Just looking at this thread again, and noticed Jake's comments about sports.
In one of my other hobbies as a soccer afficionado, I have read that the playing of sports and games, particularly football (which, at the time, was more of a combination of soccer and rugby but with fewer rules, and was primarily played by peasants), was FROWNED upon in the middle ages and rennaissance.

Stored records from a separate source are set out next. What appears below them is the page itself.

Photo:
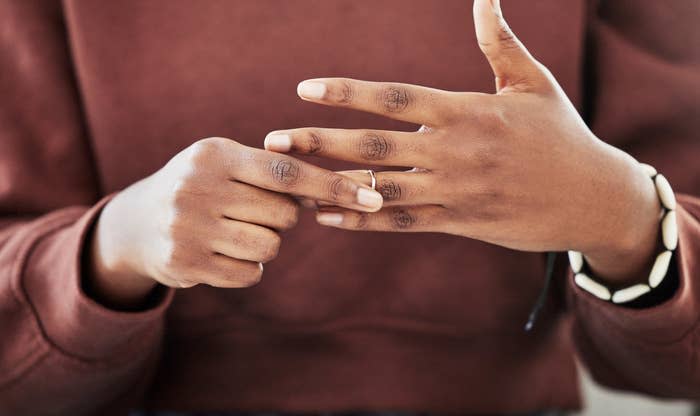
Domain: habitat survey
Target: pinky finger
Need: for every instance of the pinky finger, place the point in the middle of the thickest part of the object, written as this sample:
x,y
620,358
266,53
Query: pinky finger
x,y
227,272
422,218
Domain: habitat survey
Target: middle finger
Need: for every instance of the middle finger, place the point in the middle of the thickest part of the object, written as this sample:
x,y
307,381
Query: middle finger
x,y
377,147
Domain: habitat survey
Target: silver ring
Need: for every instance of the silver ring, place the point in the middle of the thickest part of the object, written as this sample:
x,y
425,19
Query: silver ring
x,y
374,179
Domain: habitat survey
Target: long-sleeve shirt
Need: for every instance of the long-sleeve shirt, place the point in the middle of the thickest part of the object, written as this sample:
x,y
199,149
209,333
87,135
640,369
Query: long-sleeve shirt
x,y
97,95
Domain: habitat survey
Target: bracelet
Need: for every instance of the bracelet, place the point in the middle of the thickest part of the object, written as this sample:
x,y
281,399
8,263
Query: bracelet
x,y
669,234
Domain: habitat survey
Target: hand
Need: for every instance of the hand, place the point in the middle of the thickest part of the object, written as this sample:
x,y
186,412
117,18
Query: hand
x,y
519,168
212,215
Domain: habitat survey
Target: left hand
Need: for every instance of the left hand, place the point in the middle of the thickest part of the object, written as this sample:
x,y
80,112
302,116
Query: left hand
x,y
518,168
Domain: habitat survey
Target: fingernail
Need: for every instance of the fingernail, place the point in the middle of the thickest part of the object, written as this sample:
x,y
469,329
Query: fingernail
x,y
369,198
278,142
312,90
329,218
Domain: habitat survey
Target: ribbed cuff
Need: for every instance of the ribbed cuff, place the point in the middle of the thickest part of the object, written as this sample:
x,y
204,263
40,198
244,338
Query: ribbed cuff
x,y
51,274
664,323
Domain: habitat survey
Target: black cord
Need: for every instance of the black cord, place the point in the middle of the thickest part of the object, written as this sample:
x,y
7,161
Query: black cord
x,y
549,272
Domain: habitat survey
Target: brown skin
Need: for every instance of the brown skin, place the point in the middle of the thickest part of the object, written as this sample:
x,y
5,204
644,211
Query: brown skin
x,y
211,215
518,168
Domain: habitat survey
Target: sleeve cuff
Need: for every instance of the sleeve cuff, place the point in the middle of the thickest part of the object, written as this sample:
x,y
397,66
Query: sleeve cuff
x,y
664,323
51,273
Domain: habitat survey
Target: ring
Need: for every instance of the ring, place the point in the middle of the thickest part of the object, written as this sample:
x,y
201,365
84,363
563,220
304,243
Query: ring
x,y
374,179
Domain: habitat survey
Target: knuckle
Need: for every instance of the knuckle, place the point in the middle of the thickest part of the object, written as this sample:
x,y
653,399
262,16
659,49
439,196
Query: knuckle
x,y
401,218
285,171
271,247
290,216
337,187
202,151
314,142
390,190
251,276
373,146
395,99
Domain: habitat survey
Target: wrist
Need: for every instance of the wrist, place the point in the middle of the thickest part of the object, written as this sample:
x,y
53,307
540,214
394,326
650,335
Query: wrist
x,y
625,251
114,278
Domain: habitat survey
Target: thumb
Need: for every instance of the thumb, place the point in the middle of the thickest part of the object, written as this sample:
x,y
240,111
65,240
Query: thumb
x,y
510,61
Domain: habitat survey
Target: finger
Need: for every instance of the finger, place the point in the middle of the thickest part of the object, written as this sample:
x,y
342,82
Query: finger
x,y
225,272
243,202
386,148
399,219
244,241
286,174
399,188
510,61
405,102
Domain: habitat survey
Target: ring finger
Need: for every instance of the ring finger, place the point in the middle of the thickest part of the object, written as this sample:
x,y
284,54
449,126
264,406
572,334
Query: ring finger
x,y
399,188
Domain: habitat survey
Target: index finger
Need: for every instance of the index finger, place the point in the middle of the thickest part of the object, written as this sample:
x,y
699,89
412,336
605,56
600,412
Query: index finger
x,y
405,102
282,173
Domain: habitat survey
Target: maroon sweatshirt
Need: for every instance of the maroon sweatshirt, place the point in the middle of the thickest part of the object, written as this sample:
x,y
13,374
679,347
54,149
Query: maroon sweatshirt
x,y
95,95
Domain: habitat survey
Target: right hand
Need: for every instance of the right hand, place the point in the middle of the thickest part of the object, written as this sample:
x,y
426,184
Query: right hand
x,y
211,215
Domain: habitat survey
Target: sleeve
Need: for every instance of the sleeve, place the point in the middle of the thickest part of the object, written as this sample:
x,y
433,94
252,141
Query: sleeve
x,y
60,352
643,86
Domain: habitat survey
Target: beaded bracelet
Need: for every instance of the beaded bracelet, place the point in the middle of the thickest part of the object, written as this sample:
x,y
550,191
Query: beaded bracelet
x,y
669,234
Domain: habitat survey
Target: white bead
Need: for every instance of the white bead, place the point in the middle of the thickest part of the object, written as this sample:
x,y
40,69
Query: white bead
x,y
630,293
660,268
576,261
650,170
591,286
669,230
663,188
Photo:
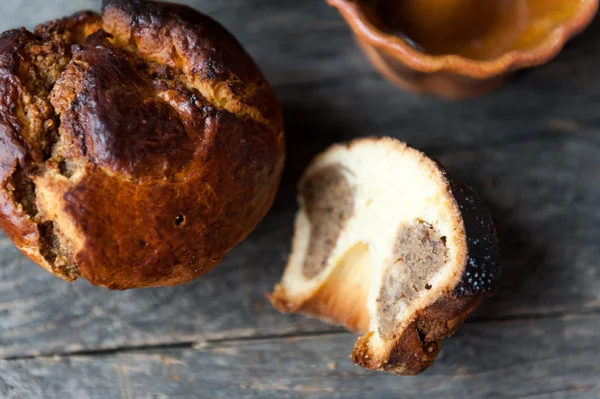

From the website "Soccer 101":
But it was in England that football began to take the shape we now recognize. The games that are now known as Rugby and Association football began in England about halfway through the present century. The crude raw material of the game was found in the fields and streets, played among farm boys and apprentices. It started as a folk game and grew more and more with with time. It belonged to the people; in the eyes of authority and the well-bred, it was a vulgar, rowdy pastime, and from the fourteenth century onwards, the respectable and the Godly observed it with distaste, and made constant efforts to suppress it. It kept men from their Christian duties, occupations and it wasted time that might be used in the practice of archery and other military skills. The English king Edward banned the game because he feared his bowmen were spending too much time away from archery practice in preparation for war against France.
More at
Soccer 101
I have no knowledge of this being a popular sentiment among lords in other parts of Europe, but I find this interesting that sports and games were specifically NOT seen as proper training - despite the fact that these games were bloody and exhausting.